There was a happy distraction from one fella cheering/volunteering/spectating around mile 10.5 who hollered out, “Where are all your runners?” “They’re all runnng their own pace!” I shouted. I could’t believe I came up with something so witty since runner’s brain melt had definitely set in. Brain Melt? That’s what happens when you go a long distance and answering any question other than saying your name becomes a trial in mental skill. Simple math gets hard — for real. It goes away with food, water, and time.
At Mile 12 I asked for some ibuprofen from the medical tent. They could hardly hear me yelling over the sound of a lone tuba player doing his version of tuba karaoke about 30 feet away. Sorry, no pictures, because brain melt and focusing on getting my tohkis to stop hurting. The medic suggested I wait until the finish because we were so close. I insisted. It took a long minute for him to find them. (Note to self: suggest on the post-race survery that med tents have their little boxes labeled with the contents.) I was on my way and facing the big hill of the course. I trotted about 15 feet then hiked up the rest of the way. Tohkis — very angry with me. The best part of this hill is the downhill in the shade on the other side.
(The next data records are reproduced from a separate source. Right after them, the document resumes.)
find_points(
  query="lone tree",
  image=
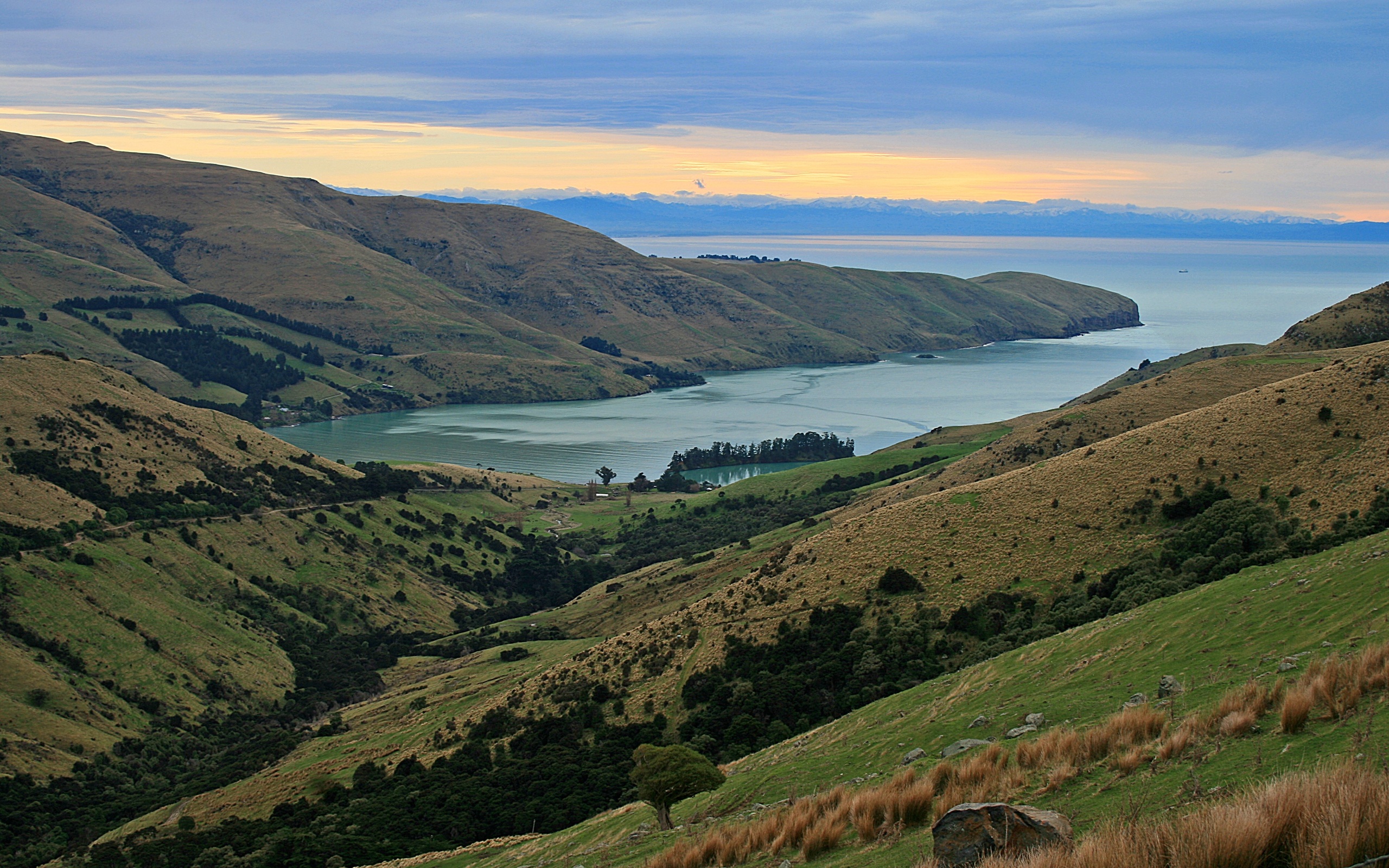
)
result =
(666, 775)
Near the final turn to the finish my Sole Sisters were gathered to cheer the rest of us still out there into the finish. They were just the boost I needed. I ran the rest of the way in. I finished just the way I’ve always encouraged new runners to do: a big smile, shoulders back, arms in the air in victory.
My legs were quivering a bit as I walked around the finish area. I knew there was a small blister on the arch of my right foot. I celebrated with a beer and hard cider from the beverage sponsors. My Hubs was there ready to help Sherpa all my things. All of me ached, and it felt sooo good.